Grand Rapids African American Art and Music Festival returns with cultural marketplace, auction

GRAND RAPIDS – The community is encouraged to attend the Grand Rapids African American Arts and Music Festival downtown on Saturday and enjoy a variety of food, artisans and entertainment.

The event starts at 10 a.m. Saturday, Sept. 17 at Celebration Cinema Studio Park, 123 Ionia Ave. SW. Studio Park has been the site for the last three years. For more than four decades, it was held downtown on Calder Plaza or Martin Luther King Jr. Park on the city’s Southeast Side.

“We didn’t know where things were going to be with the COVID-19 pandemic, so we made the decision to book Studio Park again,” said Lisa Knight, board chair for the Grand Rapids African American Arts and Music Festival.

This year, the festival will have new activities and attractions, including highlighting a Black, Indigenous and People of Color (BIPOC) Pop-Up Shop.

The pop-up shop, open from 12 p.m. to 6 p.m., will feature local BIPOC-owned vendors in the Alligator Alley next to the Van Andel Arena and on Oakes Street.

Organizers say the event creates an opportunity for diverse vendors to sell their wares to thousands of visitors traveling to Grand Rapids for ArtPrize.

“We’re excited to offer local diverse business owners the opportunity to gain exposure to visitors coming downtown for two high-traffic festivals,” said Omar Cuevas, co-chair of the Community Inclusion Group and Grand Rapids Chamber of Commerce Vice President of Investor and Corporate Relations.

“We’re also thrilled to provide a variety of offerings to festival attendees to contribute to inclusivity during one of the busiest weekends of the year.”

A ribbon cutting for the BIPOC Pop-Up Shop will take place at 3 p.m. Saturday at the entry of Alligator Alley.

Besides the marketplace, festivalgoers will also have a chance to view live painters painting some of the live music acts.
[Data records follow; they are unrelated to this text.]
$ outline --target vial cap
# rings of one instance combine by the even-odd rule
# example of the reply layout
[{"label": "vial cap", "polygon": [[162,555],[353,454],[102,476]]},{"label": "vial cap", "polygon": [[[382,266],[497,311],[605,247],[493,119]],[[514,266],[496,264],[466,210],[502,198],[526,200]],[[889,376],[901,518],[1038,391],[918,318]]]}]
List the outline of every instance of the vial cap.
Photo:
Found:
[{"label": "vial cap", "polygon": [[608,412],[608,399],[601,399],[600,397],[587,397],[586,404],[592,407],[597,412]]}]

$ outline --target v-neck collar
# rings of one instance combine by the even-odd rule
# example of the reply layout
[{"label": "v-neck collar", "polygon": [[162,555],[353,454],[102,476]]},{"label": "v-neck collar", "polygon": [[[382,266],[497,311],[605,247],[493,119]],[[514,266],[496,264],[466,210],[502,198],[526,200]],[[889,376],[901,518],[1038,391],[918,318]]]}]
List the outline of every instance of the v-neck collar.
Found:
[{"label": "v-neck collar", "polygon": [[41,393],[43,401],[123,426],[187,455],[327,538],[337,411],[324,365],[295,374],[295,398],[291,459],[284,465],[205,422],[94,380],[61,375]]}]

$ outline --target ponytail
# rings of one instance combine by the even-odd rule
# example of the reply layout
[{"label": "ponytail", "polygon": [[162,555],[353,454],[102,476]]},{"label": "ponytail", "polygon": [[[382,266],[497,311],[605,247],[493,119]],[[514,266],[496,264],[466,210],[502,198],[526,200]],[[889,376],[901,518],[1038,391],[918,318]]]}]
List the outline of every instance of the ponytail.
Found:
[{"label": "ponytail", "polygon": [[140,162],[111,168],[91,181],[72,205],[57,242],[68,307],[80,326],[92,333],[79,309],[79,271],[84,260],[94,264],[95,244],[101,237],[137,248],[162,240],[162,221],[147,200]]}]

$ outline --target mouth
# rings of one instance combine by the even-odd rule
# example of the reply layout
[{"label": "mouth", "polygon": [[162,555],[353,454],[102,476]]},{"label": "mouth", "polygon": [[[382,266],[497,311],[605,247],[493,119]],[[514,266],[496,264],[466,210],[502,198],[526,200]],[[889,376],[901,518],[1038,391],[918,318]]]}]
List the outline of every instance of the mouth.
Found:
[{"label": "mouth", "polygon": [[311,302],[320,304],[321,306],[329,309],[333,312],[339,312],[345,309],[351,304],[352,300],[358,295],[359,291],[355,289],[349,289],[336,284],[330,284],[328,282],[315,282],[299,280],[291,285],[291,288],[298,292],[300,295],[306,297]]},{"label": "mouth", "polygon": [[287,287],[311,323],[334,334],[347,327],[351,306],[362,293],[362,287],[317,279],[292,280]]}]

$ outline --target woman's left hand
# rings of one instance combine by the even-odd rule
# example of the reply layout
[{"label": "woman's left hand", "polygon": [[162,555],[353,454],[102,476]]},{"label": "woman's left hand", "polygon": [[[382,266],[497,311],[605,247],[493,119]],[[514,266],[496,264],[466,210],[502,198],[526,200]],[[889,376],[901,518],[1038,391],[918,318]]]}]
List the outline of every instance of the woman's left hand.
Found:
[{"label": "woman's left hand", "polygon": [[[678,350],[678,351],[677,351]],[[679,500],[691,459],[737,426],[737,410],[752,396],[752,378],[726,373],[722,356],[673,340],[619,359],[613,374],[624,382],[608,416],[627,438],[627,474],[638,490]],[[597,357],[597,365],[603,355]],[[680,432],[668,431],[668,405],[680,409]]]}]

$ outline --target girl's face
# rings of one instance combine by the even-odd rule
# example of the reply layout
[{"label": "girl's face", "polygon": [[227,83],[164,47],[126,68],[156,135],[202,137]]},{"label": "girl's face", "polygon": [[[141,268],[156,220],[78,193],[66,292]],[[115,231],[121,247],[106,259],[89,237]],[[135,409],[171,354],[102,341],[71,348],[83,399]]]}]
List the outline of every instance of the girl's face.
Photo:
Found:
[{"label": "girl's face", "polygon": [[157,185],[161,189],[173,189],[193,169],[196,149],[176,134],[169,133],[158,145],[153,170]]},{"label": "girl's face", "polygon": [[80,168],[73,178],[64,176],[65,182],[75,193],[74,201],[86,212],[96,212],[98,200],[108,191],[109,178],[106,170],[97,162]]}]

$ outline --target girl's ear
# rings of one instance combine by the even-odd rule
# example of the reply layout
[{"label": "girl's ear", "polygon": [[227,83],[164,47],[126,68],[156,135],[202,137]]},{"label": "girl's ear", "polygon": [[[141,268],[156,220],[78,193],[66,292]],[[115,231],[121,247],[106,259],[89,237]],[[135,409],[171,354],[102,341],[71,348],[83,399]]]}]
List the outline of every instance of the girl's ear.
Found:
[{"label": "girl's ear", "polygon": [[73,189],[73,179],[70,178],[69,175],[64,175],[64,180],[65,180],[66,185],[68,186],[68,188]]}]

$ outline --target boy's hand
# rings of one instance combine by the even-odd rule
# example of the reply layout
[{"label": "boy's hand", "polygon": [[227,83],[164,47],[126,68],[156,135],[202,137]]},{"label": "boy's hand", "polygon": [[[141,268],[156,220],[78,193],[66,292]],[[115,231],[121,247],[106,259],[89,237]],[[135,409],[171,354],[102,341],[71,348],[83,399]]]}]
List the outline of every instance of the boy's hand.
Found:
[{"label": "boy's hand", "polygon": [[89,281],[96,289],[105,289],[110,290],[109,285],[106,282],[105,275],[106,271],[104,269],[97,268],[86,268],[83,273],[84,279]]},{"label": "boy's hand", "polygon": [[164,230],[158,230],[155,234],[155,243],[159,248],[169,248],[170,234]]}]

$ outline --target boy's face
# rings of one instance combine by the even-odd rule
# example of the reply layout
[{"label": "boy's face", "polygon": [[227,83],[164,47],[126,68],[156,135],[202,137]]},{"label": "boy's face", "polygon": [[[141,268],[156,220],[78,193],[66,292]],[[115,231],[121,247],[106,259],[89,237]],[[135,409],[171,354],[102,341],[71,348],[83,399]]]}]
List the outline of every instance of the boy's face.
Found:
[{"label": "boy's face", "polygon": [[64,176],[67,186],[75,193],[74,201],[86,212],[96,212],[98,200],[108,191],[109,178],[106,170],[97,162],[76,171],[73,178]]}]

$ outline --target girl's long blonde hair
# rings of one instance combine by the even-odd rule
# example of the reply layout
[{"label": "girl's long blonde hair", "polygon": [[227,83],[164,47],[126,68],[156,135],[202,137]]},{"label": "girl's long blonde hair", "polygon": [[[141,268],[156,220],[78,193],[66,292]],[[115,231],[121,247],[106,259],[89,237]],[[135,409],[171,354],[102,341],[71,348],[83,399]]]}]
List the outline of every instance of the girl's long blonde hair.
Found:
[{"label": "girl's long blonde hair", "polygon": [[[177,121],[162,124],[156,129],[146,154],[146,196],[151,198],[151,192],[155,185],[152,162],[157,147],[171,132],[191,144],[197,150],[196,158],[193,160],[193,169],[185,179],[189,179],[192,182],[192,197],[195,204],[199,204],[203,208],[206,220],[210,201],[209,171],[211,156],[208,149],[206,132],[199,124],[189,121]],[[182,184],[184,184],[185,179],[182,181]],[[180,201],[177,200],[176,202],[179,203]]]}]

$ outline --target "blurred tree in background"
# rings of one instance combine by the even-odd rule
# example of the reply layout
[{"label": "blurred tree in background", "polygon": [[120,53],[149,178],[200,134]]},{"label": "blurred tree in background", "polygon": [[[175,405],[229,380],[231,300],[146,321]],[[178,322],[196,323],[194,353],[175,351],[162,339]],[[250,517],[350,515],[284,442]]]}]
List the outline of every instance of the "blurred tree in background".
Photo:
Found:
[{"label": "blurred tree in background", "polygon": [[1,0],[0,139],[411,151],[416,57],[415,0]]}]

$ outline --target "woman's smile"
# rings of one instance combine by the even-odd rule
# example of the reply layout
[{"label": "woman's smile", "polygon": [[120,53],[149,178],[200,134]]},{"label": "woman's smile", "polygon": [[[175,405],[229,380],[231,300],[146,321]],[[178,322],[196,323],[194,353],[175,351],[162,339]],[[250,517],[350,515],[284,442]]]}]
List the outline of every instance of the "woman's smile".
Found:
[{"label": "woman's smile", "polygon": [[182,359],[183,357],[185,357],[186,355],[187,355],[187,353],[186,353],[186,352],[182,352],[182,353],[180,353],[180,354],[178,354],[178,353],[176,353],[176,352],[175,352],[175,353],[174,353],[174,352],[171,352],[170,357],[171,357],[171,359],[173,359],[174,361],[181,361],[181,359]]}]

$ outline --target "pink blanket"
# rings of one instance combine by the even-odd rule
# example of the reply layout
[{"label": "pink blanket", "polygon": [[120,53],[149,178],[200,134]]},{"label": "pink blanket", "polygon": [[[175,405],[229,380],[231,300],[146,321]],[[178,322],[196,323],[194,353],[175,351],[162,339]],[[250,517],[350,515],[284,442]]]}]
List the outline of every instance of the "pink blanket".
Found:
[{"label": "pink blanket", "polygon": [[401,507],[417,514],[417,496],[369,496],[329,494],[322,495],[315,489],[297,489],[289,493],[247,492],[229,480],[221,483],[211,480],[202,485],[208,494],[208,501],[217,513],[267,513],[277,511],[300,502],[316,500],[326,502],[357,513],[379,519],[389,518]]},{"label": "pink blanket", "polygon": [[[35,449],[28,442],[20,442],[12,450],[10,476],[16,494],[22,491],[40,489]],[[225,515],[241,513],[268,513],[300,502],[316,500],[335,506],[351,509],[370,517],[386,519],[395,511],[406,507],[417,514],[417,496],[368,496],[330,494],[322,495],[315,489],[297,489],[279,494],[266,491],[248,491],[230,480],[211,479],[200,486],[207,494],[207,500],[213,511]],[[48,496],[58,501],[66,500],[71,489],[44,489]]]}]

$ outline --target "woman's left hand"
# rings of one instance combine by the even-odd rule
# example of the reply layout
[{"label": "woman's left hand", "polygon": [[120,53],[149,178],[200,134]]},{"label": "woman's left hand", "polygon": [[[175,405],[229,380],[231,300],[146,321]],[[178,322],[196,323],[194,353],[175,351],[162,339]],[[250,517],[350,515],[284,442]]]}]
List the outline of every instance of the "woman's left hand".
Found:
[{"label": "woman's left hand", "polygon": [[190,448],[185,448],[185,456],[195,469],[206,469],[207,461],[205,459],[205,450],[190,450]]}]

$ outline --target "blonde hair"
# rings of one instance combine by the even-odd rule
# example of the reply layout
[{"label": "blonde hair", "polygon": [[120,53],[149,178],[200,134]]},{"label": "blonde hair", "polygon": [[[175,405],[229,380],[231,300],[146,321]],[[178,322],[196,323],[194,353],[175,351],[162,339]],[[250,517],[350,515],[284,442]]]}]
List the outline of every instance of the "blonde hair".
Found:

The paintings will be auctioned off during the event, with all proceeds going towards the festival organization and the artists themselves.

“The event is an opportunity for people to come and engage with one another and enjoy the day,” Knight said. “Everybody is a big attraction. We want to keep that commitment going for our community.”

Other activities during the event include a kid’s area, a Virtual Reality performance, dance performances and an opportunity to register to vote.